La danza notturna della peste

Jonathan Harker è un giovane agente immobiliare di Wismar, sul Mar Baltico, nella metà dell’Ottocento. Felicemente sposato con l’affascinante e sensibile Lucy, non l’ascolta quando questa gli dice di avere un brutto presentimento riguardo al viaggio che lui dovrà intraprendere per la Transilvania. Lì lo aspetta il Conte Dracula, interessato ad acquistare una casa proprio nei pressi della loro abitazione. [sinossi]

Nosferatu, il principe della notte ha compiuto quarant’anni: era infatti il 17 gennaio del 1979 quando venne distribuito su suolo francese – la Gaumont dopotutto risultava tra i produttori, insieme alla tedesca ZDF e alla piccola compagnia fondata da Werner Herzog. Il film sarebbe poi uscito anche nelle sale italiane a ridosso di San Valentino (in fin dei conti non si può certo negare la dimensione romantica, sia sotto il profilo concettuale che culturale, del film) prima di approdare alla Berlinale, nell’ultima edizione diretta dal compianto Wolf Donner, al quale la struttura attuale del festival deve moltissimo, a partire dalla scelta di collocarsi a febbraio – in precedenza le date oscillavano tra fine giugno e inizio luglio. Nell’edizione del 1979 Nosferatu se la vide in concorso tra gli altri con Messidor di Alain Tanner, L’amore fugge di François Truffaut (ultima avventura sul grande schermo per Jean-Pierre Léaud nella parte di Antoine Doinel), Alessandria perché? di Youssef Chahine, Hardcore di Paul Schrader, Incontri con uomini straordinari di Peter Brook. Gli altri film tedeschi oltre a quello di Herzog erano Il matrimonio di Maria Braun di Rainer Werner Fassbinder, Die erste Polka di Klaus Emmerich e David di Peter Lilienthal, che ricevette l’Orso d’Oro da una giuria capitanata da Jörn Donner.
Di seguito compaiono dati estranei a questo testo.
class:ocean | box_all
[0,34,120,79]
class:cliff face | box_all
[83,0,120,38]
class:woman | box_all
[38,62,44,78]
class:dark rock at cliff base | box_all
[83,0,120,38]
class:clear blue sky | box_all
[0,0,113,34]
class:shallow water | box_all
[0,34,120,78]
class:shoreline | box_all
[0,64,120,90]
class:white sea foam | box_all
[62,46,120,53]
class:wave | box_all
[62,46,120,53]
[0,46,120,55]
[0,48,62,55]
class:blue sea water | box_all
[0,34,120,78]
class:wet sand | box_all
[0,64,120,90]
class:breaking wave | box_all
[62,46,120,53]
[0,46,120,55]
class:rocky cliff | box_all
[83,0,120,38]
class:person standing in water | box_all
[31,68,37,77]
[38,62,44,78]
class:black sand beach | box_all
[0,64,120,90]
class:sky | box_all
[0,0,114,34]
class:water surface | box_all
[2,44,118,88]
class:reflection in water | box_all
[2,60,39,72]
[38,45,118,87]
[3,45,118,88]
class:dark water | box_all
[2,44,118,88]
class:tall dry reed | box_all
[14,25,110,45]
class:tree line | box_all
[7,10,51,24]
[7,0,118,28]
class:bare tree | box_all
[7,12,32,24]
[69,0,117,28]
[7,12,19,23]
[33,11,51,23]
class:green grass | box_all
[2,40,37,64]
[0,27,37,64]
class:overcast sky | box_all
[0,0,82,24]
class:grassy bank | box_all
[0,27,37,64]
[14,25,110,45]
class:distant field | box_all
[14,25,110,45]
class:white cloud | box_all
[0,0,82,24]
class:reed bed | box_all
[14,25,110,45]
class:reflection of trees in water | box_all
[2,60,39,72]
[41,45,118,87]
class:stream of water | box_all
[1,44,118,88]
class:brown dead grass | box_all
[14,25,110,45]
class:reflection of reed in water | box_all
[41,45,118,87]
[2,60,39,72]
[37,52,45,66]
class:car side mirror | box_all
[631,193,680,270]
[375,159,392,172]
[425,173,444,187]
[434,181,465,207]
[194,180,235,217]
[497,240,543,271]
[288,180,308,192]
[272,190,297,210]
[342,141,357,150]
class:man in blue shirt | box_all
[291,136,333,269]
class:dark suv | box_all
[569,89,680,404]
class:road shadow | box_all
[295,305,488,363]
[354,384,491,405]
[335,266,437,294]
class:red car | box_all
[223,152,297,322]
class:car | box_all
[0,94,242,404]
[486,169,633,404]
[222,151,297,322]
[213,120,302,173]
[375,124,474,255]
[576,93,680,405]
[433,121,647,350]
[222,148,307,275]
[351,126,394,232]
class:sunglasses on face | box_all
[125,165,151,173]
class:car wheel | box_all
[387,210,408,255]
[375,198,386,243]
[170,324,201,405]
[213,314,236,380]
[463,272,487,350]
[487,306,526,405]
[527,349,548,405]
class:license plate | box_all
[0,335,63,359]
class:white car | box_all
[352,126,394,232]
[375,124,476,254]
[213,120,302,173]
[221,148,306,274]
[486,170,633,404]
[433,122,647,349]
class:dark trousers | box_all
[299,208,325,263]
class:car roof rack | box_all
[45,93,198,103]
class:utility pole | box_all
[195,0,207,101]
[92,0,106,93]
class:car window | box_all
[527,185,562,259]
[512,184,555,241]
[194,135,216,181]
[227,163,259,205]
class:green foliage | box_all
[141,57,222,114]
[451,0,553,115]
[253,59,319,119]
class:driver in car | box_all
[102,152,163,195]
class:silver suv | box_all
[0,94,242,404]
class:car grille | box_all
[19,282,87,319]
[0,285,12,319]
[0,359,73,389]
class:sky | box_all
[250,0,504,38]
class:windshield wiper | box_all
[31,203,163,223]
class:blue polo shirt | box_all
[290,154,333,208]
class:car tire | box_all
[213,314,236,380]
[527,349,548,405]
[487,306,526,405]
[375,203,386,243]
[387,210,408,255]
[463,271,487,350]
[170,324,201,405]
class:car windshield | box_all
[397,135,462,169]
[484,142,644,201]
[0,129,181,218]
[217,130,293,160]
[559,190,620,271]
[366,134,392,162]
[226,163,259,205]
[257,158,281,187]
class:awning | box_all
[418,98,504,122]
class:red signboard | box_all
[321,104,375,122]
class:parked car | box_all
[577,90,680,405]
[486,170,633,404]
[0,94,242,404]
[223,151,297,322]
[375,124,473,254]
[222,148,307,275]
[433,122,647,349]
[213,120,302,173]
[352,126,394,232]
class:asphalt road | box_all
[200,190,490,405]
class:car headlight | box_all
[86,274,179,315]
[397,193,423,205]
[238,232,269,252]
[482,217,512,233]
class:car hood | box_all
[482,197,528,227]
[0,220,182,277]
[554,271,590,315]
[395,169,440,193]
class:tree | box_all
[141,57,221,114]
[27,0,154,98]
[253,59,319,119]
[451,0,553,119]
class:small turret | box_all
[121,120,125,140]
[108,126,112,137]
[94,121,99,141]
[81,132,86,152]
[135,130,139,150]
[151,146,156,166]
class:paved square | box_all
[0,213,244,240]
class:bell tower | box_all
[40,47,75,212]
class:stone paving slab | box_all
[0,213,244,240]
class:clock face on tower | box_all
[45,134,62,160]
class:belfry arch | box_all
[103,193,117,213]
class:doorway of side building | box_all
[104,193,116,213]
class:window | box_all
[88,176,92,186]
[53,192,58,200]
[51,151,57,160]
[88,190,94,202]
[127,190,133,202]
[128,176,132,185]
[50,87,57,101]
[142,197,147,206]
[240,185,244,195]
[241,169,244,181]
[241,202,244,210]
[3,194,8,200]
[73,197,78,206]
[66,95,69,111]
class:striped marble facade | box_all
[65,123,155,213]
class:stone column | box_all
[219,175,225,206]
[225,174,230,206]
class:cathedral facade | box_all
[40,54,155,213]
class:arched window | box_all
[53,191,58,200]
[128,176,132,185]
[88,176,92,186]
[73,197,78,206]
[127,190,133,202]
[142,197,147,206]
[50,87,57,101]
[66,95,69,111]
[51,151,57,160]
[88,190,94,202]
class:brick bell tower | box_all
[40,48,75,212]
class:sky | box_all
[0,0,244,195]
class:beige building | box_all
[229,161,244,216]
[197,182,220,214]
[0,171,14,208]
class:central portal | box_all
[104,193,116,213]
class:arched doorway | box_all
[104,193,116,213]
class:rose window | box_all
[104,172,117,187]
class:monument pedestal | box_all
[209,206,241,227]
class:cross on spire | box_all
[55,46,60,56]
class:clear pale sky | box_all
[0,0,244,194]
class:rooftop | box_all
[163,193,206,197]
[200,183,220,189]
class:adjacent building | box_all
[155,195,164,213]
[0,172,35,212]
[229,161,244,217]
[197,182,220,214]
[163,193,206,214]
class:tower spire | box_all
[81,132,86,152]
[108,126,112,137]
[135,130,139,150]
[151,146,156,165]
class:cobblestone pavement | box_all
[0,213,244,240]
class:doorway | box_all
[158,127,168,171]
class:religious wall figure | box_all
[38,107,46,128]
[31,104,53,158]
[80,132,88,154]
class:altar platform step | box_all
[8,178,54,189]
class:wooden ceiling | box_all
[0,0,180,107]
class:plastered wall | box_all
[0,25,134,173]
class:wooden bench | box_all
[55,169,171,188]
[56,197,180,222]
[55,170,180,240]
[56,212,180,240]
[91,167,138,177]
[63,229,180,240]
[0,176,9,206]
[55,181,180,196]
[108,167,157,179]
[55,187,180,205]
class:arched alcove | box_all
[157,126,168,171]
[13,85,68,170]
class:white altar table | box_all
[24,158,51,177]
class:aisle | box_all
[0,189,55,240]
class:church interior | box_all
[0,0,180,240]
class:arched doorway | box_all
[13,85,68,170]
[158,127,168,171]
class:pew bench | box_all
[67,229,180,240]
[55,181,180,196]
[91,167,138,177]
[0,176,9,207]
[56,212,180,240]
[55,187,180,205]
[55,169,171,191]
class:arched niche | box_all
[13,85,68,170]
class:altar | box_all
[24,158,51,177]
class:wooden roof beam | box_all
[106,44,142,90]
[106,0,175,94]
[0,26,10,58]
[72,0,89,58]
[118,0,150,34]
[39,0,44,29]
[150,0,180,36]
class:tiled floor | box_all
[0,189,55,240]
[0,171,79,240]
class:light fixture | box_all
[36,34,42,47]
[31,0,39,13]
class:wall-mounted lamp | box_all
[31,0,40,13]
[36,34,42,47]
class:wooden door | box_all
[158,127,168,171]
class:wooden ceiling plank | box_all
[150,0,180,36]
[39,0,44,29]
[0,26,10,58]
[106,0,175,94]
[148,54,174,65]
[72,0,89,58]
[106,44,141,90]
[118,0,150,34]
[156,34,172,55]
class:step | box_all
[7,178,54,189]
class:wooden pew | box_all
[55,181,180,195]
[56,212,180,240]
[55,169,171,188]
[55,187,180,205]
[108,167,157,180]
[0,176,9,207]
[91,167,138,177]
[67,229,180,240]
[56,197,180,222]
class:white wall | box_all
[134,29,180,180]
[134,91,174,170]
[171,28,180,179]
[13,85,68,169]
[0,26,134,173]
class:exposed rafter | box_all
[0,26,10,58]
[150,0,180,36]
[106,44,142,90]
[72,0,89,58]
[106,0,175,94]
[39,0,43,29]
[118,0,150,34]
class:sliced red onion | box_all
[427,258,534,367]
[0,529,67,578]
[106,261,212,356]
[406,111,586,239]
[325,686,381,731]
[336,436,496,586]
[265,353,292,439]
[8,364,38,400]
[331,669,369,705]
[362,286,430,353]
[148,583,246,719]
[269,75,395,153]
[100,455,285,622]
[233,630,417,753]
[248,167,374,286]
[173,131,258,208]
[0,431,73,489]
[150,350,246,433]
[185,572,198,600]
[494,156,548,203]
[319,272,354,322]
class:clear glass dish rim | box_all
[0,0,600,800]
Così come l’opera di Fassbinder dimostra di leggere la storia tedesca come una lunga e articolata rincorsa al successo personale, al raggiungimento di un ruolo apicale che si fa beffe della morale, dell’etica, dell’umanesimo, allo stesso modo anche Herzog entra nuovamente in rapporto, e in conflitto, con la propria terra. La supposta modernità della nazione era stata già messa alla berlina ne L’enigma di Kaspar Hauser, e in modo ancor più misterico in Cuore di vetro; la vicenda del conte Dracula – com’è notorio Herzog reintroduce i nomi originali del romanzo, al contrario di quanto fatto nel 1922, perché i diritti sono scaduti – e il suo incontro con Jonathan Harker permette invece al regista di confrontarsi a tu per tu con una memoria scintillante della cultura teutonica, Nosferatu il vampiro di Friedrich Wilhelm Murnau.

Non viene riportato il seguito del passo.